As she reached her room, she turned suddenly to the maid, so quickly that the girl did not have time to erase the scowl she was wearing as she stared at Lizzy's back. 'Well,' Lizzy thought, 'she is certainly not the first servant to resent her lower position in life than those that she served.' "I think I will have a small breakfast in my room today. The dreary weather does not lend itself to congeniality, after all."
The maid frowned at the unfamiliar word. "Conversation… friendly intercourse," Lizzy elaborated. Again the maid had difficulty keeping a scowl from her face. 'My!' thought Lizzy, 'This maid seems to be asking herself; 'Is this woman poking fun at my lack of education?' She certainly has difficulty hiding her emotions.

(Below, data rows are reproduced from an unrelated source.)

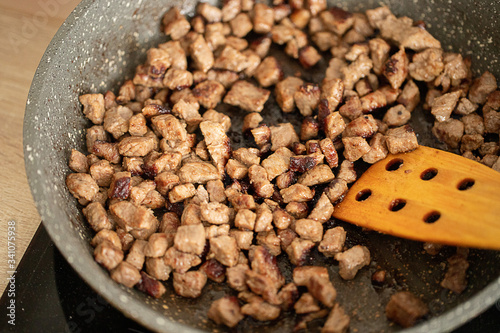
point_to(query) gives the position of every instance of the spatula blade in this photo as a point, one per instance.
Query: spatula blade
(428, 195)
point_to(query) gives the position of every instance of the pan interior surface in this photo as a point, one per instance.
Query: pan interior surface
(99, 46)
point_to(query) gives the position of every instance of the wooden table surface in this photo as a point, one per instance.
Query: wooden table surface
(26, 26)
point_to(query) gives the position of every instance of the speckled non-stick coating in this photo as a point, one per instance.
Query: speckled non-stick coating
(101, 43)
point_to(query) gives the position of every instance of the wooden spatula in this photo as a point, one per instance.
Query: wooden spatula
(428, 195)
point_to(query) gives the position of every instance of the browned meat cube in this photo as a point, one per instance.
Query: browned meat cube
(473, 124)
(245, 219)
(355, 71)
(95, 134)
(181, 192)
(136, 146)
(373, 101)
(175, 24)
(189, 284)
(337, 20)
(378, 149)
(449, 132)
(177, 79)
(157, 268)
(251, 121)
(261, 310)
(93, 107)
(427, 65)
(270, 241)
(396, 69)
(329, 151)
(334, 125)
(337, 321)
(379, 52)
(214, 35)
(116, 120)
(226, 311)
(198, 173)
(285, 91)
(243, 238)
(97, 217)
(364, 126)
(298, 210)
(215, 213)
(323, 210)
(298, 251)
(277, 163)
(336, 190)
(492, 122)
(78, 162)
(309, 56)
(347, 172)
(209, 12)
(482, 87)
(231, 59)
(263, 18)
(397, 116)
(169, 127)
(443, 106)
(269, 72)
(355, 148)
(306, 304)
(136, 255)
(471, 142)
(107, 255)
(106, 235)
(401, 139)
(247, 96)
(283, 135)
(309, 128)
(320, 174)
(309, 229)
(126, 274)
(455, 277)
(241, 25)
(352, 260)
(465, 107)
(225, 250)
(307, 98)
(201, 54)
(82, 186)
(209, 93)
(405, 309)
(190, 238)
(410, 96)
(236, 277)
(214, 270)
(297, 193)
(176, 53)
(179, 261)
(333, 242)
(302, 275)
(322, 289)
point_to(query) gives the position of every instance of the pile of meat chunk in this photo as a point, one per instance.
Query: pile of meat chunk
(169, 198)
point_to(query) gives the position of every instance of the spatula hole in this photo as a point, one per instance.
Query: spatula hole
(432, 217)
(466, 184)
(428, 174)
(394, 164)
(363, 195)
(397, 204)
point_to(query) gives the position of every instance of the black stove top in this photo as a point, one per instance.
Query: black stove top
(51, 297)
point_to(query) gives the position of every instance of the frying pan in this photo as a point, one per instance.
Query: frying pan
(101, 43)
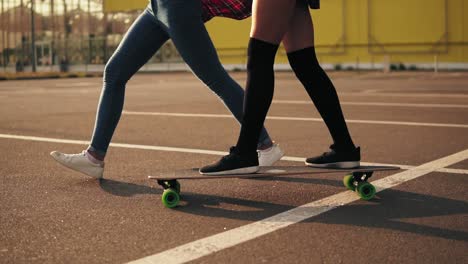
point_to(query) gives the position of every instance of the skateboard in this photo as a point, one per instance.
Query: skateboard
(354, 180)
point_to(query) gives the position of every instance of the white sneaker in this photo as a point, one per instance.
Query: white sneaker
(269, 156)
(79, 162)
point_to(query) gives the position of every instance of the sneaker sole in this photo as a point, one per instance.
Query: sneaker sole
(246, 170)
(336, 165)
(74, 169)
(270, 162)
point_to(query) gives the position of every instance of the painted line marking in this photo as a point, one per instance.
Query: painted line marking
(378, 104)
(396, 94)
(209, 245)
(194, 151)
(297, 119)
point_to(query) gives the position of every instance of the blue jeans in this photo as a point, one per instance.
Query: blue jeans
(179, 20)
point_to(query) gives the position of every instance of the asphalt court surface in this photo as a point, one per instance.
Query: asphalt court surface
(51, 214)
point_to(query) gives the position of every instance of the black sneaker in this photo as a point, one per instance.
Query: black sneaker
(335, 159)
(234, 163)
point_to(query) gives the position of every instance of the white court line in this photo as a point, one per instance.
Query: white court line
(195, 151)
(395, 94)
(378, 104)
(298, 119)
(209, 245)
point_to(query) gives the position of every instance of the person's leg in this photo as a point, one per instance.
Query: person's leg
(299, 45)
(190, 37)
(139, 44)
(269, 24)
(142, 40)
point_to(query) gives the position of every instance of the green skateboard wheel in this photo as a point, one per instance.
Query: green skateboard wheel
(366, 190)
(348, 182)
(170, 198)
(176, 186)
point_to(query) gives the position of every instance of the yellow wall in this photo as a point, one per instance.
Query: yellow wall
(123, 5)
(370, 31)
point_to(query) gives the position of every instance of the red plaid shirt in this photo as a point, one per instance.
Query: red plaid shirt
(236, 9)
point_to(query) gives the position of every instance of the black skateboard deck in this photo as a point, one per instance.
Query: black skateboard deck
(355, 179)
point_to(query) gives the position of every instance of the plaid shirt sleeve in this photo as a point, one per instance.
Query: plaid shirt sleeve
(235, 9)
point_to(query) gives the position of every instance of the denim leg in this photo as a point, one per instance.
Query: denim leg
(189, 35)
(139, 44)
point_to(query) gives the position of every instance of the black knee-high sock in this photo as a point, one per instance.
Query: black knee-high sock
(258, 93)
(322, 92)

If she acts on her resentments, perhaps I should take some precautions and take only a tiny first sip of my tea to be sure she hasn't 'accidently' added some kitchen cleaner to it.'
Knowing that Georgiana was a late riser and an even later arriver at her piano forte to do some practicing, Lizzy finished her tea and toast while rereading some of her favorite sonnets from the pen of William Shakespeare. But her mind was elsewhere. What was the meaning of the taps she heard in answer to her own taps on the wall of a vacant suite of rooms? Merely echoes? Then why a change in the final pattern? What was truly behind the maid's shock at finding her on that floor? What was the maid doing there anyway, where no one resided? And with a crust of bread and some water? And why the shock on her face when Lizzy quipped that she was a prisoner in Pemberley?
Richard was due to come today to discuss her further time with his cousin. If the rains didn't keep him away until tomorrow, perhaps she should raise some questions with him? Or, perhaps not, if he decided her time here was at an end. She would see, but… it was her nature to want to understand and it was hard to go against one's nature! After taking a few precautions against any plot of the maid's to embarrass her, Lizzy went in search of her student, although she knew Georgiana thought of her more as a companion now.